The Huayllay Stone Forest is located in the district of Huayllay, province and department of Pasco, Peru. It has an area of 6000 hectares. It has been protected since 1974 by the establishment of the Huayllay National Sanctuary. It is a natural Andean wonder, and is located almost 14200 feet above sea level.
To visit the Huayllay Stone Forest is to let your imagination run to the point of seeing the movement of the stones. In this place there are more than 4,000 rock formations, between cliffs and natural viewpoints that make this forest a truly impressive tourist attraction, just like the gigantic human profiles similar to a hiker or thinker; as well as figures that look like animals, like the turtle, the alpaca, the condor and the elephant. It’s amazing!
A visit to the forest of stones, carved by wind, lightning and rain for millions of years, is required to absorb the energy radiated by the magnificence of this place compared to the Shilin Forest of the People’s Republic of China and the Garden of the Gods in the United States, since the early decades of last century, according to scholars in the National Geographic magazine.
There is a legend about the Stone Forest that says that a huayeyna had two children who were shepherds who went out to work every day.
One day they disappeared and the very worried mother went to look for them in the forest.
She asked the condor who answered that he had not seen them, asked the nuns who said they had watched them pass by, did not know what direction to take, asked the alpaca and told her that the Japurin lagoon had eaten them.
Desperately he went to that lagoon and shouted to the four winds: Where are my children! Have you eaten them?
The lagoon replied: “I have punished them because they threw stones at me and disturbed my waters.
Give them back to me, the mother imposed herself. The lagoon asked for her soul in exchange for her children.
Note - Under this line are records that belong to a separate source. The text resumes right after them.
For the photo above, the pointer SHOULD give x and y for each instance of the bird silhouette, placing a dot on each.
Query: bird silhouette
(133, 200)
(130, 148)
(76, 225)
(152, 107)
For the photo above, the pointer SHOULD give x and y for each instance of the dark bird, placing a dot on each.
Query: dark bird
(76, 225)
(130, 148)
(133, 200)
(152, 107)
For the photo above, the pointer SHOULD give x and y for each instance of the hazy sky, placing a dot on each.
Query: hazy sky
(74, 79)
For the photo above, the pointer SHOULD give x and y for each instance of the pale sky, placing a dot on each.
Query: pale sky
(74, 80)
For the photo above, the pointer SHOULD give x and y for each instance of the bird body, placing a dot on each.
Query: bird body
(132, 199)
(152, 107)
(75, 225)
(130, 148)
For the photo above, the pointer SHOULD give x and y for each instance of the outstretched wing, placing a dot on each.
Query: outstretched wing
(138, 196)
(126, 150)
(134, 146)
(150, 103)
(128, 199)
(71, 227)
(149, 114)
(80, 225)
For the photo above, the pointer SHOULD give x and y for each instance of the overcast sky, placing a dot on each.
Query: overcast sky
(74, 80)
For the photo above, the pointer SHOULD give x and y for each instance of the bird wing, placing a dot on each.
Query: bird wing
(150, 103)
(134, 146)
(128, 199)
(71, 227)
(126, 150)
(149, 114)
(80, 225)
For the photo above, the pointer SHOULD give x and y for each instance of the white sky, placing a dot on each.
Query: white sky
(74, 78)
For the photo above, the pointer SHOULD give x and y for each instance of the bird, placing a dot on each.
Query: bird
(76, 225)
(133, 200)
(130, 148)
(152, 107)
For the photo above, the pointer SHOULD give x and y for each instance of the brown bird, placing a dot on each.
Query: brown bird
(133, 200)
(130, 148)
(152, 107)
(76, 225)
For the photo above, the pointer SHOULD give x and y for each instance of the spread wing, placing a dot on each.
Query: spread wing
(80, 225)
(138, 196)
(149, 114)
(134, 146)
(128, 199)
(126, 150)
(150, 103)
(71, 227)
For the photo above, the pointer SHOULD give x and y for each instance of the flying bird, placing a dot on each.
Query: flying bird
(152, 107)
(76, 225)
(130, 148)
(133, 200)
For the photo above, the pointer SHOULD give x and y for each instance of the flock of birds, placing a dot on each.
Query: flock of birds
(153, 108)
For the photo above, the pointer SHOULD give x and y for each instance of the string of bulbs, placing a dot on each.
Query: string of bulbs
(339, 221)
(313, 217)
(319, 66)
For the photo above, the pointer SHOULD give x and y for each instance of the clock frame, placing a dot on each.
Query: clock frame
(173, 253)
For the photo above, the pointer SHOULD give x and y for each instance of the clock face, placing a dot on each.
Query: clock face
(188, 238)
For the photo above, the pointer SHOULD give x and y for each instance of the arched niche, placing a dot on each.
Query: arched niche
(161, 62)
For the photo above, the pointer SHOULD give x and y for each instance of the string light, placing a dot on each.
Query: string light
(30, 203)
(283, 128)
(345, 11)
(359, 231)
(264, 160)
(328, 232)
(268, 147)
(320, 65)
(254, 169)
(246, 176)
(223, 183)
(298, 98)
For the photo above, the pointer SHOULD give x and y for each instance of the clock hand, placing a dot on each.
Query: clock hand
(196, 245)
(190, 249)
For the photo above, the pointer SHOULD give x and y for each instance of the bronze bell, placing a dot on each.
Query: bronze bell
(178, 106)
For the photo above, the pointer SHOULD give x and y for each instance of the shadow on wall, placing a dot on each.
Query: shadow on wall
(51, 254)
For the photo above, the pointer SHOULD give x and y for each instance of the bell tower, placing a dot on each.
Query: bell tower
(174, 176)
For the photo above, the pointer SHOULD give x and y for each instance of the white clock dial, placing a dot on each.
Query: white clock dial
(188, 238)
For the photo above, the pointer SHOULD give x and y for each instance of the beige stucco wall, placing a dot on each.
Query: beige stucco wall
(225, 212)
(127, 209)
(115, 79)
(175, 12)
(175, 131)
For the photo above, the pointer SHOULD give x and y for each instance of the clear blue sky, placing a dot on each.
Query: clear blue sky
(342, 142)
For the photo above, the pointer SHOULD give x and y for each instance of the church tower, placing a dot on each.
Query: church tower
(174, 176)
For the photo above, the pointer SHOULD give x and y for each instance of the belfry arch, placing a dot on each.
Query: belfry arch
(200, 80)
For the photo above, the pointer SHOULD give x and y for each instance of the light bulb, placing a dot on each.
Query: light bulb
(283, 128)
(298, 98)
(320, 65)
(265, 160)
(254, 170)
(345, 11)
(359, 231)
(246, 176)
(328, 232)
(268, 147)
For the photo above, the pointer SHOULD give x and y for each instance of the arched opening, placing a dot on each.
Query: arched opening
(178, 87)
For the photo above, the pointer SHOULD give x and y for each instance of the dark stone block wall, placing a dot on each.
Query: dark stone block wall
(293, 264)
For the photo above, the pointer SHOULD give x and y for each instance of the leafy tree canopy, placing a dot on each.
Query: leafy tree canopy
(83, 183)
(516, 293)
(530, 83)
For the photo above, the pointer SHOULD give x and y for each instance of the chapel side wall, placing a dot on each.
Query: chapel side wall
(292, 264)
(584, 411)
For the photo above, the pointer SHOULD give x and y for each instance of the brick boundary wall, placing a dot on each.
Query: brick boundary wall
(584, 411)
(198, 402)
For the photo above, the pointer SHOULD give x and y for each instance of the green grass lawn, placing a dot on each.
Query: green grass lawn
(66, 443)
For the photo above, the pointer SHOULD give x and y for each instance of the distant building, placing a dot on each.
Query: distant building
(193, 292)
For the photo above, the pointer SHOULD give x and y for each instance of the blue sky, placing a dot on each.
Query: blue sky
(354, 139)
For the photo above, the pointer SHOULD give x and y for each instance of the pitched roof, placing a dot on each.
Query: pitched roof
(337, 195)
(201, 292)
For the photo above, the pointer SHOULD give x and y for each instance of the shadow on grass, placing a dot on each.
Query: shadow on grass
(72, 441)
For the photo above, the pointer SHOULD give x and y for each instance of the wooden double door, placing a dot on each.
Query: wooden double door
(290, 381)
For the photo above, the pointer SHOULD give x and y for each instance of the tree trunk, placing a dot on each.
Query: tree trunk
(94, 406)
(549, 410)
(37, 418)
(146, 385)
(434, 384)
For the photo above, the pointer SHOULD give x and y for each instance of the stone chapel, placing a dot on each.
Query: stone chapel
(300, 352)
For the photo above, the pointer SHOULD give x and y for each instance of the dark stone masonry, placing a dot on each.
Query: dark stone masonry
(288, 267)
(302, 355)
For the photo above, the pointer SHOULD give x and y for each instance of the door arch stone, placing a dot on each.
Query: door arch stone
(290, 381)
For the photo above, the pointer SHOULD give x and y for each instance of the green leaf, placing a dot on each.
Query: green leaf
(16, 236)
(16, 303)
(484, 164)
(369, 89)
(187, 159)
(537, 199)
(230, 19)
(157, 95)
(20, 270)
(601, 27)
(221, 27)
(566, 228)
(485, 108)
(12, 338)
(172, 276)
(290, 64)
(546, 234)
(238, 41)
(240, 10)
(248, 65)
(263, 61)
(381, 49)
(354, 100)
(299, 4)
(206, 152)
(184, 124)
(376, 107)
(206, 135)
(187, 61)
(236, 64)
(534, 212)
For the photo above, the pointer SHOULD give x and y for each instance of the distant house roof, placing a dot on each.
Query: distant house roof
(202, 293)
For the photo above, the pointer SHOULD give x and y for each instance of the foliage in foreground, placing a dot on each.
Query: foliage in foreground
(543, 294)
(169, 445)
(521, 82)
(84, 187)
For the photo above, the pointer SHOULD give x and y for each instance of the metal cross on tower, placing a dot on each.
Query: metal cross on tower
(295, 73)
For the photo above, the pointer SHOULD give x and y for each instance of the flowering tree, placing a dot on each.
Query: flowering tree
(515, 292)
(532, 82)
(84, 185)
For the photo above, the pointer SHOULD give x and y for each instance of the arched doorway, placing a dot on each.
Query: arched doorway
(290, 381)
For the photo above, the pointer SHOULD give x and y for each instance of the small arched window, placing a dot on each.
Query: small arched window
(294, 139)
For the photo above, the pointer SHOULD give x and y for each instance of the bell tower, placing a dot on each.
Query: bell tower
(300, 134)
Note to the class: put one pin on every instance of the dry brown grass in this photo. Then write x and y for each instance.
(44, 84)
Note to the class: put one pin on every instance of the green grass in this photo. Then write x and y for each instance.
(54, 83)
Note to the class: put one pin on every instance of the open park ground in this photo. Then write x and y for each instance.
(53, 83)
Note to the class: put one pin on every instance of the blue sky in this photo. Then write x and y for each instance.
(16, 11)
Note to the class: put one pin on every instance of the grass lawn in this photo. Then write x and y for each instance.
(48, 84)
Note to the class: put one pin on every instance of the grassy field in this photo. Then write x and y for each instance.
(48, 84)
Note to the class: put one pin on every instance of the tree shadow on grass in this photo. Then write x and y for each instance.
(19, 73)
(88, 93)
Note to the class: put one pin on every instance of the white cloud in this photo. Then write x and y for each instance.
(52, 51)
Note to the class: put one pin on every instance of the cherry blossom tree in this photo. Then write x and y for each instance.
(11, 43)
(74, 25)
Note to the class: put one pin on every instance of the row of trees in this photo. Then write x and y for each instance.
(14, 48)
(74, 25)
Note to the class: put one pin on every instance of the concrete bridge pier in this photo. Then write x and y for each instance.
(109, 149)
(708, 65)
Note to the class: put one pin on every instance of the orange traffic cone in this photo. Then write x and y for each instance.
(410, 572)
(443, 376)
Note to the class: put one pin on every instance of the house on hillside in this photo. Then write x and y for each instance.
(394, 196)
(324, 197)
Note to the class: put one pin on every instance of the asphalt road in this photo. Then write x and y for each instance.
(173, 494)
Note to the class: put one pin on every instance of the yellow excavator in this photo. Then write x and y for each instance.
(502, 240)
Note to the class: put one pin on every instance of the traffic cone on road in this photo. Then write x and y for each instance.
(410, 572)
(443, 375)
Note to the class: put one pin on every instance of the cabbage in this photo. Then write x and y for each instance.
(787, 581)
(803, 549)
At such a request the progenitor gave up her soul for love, but this lagoon tricked her and turned her into a rock.
Since then, at the front of the “capuli” is a stone in the shape of a woman.
In thousands and thousands of years, the lagoon managed to trick the bear, the snail, the cobra, the elephant, the iguana and all the beings that we find today, transformed into stone, in the National Sanctuary of Huayllay.